= 690s BC =

Decade

This article concerns the period 699 BC – 690 BC.

==Events and trends==
- 699 BC—Hallashu-Inshushinak (Khallushu) succeeds Shuttir-Nakhkhunte as king of the Elamite Empire.
- 699 BC—Manasseh succeeds Hezekiah as king of Judah. The first king who did not have an experience with the Kingdom of Israel, Manasseh ruled with his mother, Hephzibah, as regent.
- 699 BC—Sennacherib carries out his fifth military campaign in Babylonia, a series of raids against the villages around the foot of Mount Judi, located to the northeast of Nineveh.
- 698 BC—Death of Chuzi I, ruler of the state of Qin
- 698 BC—Death of Duke Xi of Qi, ruler of the state of Qi
- 697 BC—Birth of Duke Wen of Jin in China.
- 697 BC—Death of King Huan of Zhou in China.
- 697 BC—Manasseh becomes co-ruler with King Hezekiah of Judah.
- 696 BC—Zhou Zhuang Wang becomes king of the Zhou Dynasty of China.
- 696 BC—Cimmerian forces begin a conquest of Phrygia (modern Turkey), having failed in their efforts to defeat the Assyrians and moved into Anatolia.
- 696 BC—Possible migration of the Armenians (approximate date).
- 696 BC—Pantacles of Athens wins the stadion race at the 21st Olympic Games.
- 694 BC—Duke Xiang of Qi and Duke Huan of Lu meet at Luo(濼). Duke Huan of Lu and his wife, Wen Jiang goes to Qi.

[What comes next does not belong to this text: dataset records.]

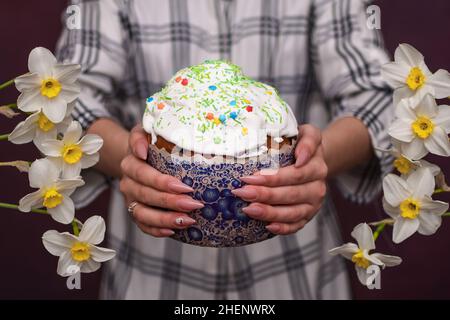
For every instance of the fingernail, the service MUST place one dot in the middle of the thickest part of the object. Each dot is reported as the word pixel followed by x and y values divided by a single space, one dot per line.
pixel 244 193
pixel 254 179
pixel 180 187
pixel 141 151
pixel 274 227
pixel 254 211
pixel 184 221
pixel 189 204
pixel 167 232
pixel 302 158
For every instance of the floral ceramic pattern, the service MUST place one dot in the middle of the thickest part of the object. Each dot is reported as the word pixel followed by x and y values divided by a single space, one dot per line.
pixel 221 223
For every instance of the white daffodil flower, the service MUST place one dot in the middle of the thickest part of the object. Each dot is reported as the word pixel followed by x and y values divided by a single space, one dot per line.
pixel 79 251
pixel 359 253
pixel 38 128
pixel 406 166
pixel 422 129
pixel 48 87
pixel 409 203
pixel 53 194
pixel 73 152
pixel 411 78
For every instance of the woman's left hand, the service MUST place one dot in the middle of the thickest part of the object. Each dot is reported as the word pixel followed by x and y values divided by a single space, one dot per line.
pixel 292 196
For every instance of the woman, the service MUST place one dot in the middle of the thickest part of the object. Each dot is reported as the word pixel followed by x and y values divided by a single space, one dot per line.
pixel 325 63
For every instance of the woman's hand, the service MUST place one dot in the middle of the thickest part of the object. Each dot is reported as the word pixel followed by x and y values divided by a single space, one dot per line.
pixel 161 202
pixel 292 196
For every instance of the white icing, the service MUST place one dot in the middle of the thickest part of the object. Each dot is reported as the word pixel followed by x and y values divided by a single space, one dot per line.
pixel 212 108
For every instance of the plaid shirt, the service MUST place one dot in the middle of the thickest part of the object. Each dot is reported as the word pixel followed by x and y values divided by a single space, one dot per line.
pixel 324 61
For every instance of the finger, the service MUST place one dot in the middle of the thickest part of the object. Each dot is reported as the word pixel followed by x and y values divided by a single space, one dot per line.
pixel 316 169
pixel 153 197
pixel 310 138
pixel 156 232
pixel 311 192
pixel 138 142
pixel 157 218
pixel 286 228
pixel 280 213
pixel 145 174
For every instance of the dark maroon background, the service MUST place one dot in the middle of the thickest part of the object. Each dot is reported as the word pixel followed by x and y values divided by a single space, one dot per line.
pixel 28 271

- 694 BC—Duke Huan of Lu dies in Qi, and Prince Peng Sheng(彭生) is killed.
- 694 BC—Troops of Qi killed Zheng-zi Wei(7th ruler of Zheng) and Gao Qumi(高渠弥). Ji Zhong(祭仲) invited Zheng-zi Ying(8th ruler of Zheng) from Chen and helped him assume the throne.

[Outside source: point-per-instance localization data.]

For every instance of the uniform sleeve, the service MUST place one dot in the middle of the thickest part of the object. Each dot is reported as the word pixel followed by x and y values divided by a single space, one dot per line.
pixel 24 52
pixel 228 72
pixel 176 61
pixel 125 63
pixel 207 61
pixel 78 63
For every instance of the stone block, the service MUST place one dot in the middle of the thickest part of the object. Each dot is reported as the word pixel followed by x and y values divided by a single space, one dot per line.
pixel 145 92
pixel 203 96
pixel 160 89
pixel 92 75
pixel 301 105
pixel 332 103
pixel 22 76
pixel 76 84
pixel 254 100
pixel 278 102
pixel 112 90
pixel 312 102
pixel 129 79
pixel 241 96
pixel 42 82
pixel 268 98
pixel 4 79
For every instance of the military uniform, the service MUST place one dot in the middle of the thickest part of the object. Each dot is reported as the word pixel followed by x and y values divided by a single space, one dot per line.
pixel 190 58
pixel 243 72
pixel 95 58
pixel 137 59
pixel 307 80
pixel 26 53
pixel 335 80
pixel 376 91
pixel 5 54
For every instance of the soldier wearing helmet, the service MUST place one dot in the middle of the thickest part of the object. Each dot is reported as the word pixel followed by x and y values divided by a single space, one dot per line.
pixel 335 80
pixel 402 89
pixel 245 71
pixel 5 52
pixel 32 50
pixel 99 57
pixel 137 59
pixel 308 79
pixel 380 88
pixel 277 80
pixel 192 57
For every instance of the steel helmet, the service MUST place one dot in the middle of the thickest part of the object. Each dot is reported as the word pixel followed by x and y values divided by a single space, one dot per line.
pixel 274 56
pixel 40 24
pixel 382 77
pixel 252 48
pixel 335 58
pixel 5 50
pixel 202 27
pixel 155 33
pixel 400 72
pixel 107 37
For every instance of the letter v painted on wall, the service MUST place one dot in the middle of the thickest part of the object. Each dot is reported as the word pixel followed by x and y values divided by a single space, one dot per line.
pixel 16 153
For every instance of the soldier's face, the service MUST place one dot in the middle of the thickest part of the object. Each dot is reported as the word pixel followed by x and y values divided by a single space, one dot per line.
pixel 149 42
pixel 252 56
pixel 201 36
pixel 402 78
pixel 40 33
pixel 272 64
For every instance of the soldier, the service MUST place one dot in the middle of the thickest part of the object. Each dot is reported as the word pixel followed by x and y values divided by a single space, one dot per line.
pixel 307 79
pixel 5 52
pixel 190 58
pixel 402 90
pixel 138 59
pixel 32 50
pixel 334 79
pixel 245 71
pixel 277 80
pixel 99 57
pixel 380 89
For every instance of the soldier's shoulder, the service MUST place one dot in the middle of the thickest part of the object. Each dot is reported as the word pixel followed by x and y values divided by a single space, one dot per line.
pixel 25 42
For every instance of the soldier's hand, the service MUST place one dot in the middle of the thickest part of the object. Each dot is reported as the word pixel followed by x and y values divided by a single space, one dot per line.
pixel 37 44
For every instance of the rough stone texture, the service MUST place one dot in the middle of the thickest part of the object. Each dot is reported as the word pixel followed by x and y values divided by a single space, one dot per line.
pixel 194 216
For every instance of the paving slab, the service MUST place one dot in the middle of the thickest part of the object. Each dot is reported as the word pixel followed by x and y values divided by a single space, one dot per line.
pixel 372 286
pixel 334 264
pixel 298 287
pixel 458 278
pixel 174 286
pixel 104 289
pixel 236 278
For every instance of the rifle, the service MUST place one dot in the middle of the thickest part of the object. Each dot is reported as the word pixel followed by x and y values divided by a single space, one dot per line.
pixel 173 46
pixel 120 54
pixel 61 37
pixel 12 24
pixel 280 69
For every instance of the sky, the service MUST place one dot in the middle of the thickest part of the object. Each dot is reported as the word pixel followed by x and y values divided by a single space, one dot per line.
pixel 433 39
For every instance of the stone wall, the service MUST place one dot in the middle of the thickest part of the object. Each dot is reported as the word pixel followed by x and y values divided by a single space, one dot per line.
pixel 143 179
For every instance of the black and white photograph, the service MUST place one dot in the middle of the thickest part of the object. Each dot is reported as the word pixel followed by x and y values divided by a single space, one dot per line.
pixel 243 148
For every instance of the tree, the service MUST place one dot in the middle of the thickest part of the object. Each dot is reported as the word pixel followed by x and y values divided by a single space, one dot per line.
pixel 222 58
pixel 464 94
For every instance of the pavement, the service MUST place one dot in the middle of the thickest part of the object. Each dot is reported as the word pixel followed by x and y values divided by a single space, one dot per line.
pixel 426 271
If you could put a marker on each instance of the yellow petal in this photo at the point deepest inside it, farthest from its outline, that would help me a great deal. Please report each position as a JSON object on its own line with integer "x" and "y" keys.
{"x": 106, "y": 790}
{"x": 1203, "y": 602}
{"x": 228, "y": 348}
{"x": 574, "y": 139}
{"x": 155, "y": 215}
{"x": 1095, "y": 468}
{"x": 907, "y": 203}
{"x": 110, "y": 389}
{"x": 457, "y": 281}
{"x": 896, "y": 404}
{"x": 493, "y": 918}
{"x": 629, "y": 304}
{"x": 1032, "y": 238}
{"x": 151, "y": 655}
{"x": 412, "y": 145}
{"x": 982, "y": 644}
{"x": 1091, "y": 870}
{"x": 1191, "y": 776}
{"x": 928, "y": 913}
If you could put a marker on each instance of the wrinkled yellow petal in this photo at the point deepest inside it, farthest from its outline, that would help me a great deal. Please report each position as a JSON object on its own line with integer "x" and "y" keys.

- 694 BC—Duke Hei Jian(黒肩) of Zhou killed King Zhuang of Zhou and plotted to help Prince Ke(克) assume the throne. Xin Bo(辛伯) reported it to King Zhuang, and killed Duke Hei Jian. Prince Ke defected to Yan.
- 694 BC—Death of Ashur-nadin-shumi, Assyrian king of Babylon
- 694 BC—Death of Duke Huan of Lu, ruler of the state of Lu
- 694 BC—Death of Luli, king of Tyre
- 693 BC—Babylon is destroyed by the Assyrian king Sennacherib, but the city will be rebuilt in even greater splendor and luxury. He fights his way back north and captures various cities along the River Euphrates (or 691 BC or 689 BC).

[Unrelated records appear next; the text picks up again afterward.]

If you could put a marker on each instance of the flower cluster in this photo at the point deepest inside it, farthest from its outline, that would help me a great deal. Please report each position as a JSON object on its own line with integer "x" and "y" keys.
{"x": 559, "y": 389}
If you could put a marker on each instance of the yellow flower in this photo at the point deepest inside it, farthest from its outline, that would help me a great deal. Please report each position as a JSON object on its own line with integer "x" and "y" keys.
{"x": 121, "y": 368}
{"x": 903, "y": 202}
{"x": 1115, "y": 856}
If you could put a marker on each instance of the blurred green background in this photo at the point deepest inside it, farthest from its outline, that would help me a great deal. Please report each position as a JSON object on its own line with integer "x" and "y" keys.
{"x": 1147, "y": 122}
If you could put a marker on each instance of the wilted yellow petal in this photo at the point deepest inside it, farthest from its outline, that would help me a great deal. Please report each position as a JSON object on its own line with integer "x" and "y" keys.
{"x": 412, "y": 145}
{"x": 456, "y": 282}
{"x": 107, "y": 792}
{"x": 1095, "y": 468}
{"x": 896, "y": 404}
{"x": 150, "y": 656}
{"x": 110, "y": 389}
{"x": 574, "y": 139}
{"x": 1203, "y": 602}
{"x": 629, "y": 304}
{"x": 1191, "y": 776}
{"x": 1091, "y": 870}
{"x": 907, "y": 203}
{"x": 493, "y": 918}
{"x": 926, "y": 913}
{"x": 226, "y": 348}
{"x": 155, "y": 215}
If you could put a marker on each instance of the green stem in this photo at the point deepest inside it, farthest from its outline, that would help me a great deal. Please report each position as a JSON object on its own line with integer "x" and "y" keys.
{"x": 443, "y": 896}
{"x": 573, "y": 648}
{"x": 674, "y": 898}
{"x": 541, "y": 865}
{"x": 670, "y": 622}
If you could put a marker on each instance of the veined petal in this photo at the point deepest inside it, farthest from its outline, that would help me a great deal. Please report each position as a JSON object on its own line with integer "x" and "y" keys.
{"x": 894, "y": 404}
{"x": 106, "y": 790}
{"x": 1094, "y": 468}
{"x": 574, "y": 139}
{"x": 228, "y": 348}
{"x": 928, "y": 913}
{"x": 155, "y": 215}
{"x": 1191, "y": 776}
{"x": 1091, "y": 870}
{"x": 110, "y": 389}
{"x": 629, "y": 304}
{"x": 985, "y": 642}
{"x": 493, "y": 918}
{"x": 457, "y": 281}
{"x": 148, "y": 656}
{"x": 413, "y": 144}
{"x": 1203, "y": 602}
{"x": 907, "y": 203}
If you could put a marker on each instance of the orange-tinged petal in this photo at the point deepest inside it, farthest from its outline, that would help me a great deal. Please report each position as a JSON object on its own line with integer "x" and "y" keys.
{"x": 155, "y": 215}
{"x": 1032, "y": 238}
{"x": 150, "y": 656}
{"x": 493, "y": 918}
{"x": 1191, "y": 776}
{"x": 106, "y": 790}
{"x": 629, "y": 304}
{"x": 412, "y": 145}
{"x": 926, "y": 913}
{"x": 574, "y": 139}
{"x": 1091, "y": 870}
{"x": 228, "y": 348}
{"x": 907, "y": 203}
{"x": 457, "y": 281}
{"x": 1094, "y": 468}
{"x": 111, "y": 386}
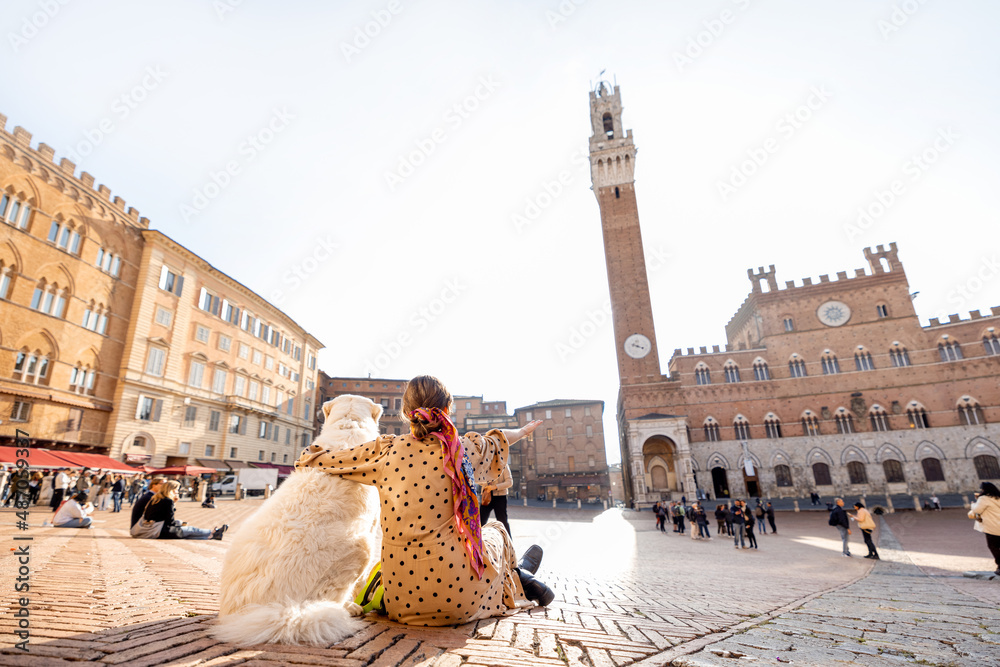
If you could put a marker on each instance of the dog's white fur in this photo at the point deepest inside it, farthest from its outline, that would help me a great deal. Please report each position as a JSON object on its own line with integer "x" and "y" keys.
{"x": 296, "y": 565}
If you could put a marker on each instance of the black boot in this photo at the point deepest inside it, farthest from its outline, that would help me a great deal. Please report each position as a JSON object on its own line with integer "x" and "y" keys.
{"x": 531, "y": 559}
{"x": 534, "y": 589}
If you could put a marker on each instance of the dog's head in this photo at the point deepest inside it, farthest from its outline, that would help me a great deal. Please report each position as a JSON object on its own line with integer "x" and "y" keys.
{"x": 349, "y": 421}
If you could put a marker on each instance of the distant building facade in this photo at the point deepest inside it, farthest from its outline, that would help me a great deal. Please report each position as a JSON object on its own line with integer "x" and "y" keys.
{"x": 564, "y": 458}
{"x": 116, "y": 340}
{"x": 833, "y": 387}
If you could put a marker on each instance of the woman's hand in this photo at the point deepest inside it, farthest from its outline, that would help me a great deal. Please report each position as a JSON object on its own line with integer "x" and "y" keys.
{"x": 513, "y": 435}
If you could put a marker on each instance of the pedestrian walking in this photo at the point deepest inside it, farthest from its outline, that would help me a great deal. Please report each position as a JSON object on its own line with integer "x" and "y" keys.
{"x": 867, "y": 524}
{"x": 838, "y": 518}
{"x": 760, "y": 513}
{"x": 986, "y": 512}
{"x": 748, "y": 524}
{"x": 737, "y": 522}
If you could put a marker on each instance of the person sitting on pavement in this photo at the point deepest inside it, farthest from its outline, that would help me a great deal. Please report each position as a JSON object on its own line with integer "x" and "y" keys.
{"x": 161, "y": 508}
{"x": 140, "y": 504}
{"x": 986, "y": 512}
{"x": 74, "y": 513}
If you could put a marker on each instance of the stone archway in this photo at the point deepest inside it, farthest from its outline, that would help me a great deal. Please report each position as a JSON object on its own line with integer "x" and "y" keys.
{"x": 660, "y": 464}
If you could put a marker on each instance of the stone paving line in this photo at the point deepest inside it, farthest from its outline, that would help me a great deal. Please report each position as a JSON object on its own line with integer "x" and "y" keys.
{"x": 103, "y": 597}
{"x": 895, "y": 615}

- 693 BC—Death of Nergal-ushezib, king of Babylonia
- 692 BC—Pantacles wins the stadion race for a second time and the diaulos at the 22nd Olympic Games.
- 692 BC—Karib'il Watar of Saba' is recorded as having given "gifts" (tribute) to King Sennacherib of Assyria.
- 691 BC—King Sennacherib of Assyria defeats king Humban-nimena of Elam in the Battle of Halule.
- 690 BC—Duke Xiang of Qi, Duke Xuan of Chen, Zheng-zi Ying met at Chui(垂).
- 690 BC—Marquis of Ji(紀) does not surrender to Qi, and passes the throne to his younger brother, Ji Ji(紀季).
- 690 BC—Death of King Wu of Chu
- 690 BC—Death of Xuan Jiang, Chinese Duchess.
- 690 BC—Taharqa, a king of the Twenty-fifth Dynasty, ascends the throne of Egypt (approximate date)
- c. 690 BC—Death of Manava, author of the Indian geometric text of Sulba Sutras.
- 690s BC—W'rn Hywt of D'mt in Ethiopia appears in the inscriptional record and mentions the king of Saba', Karib'il Watar.
- Greek colonization of the Mediterranean in the next two centuries will be motivated primarily by a need to find new food sources as Greece's population expands. The barren and rocky soil of the Greek Peninsula is inadequate to meet the people's alimentary needs (approximate date).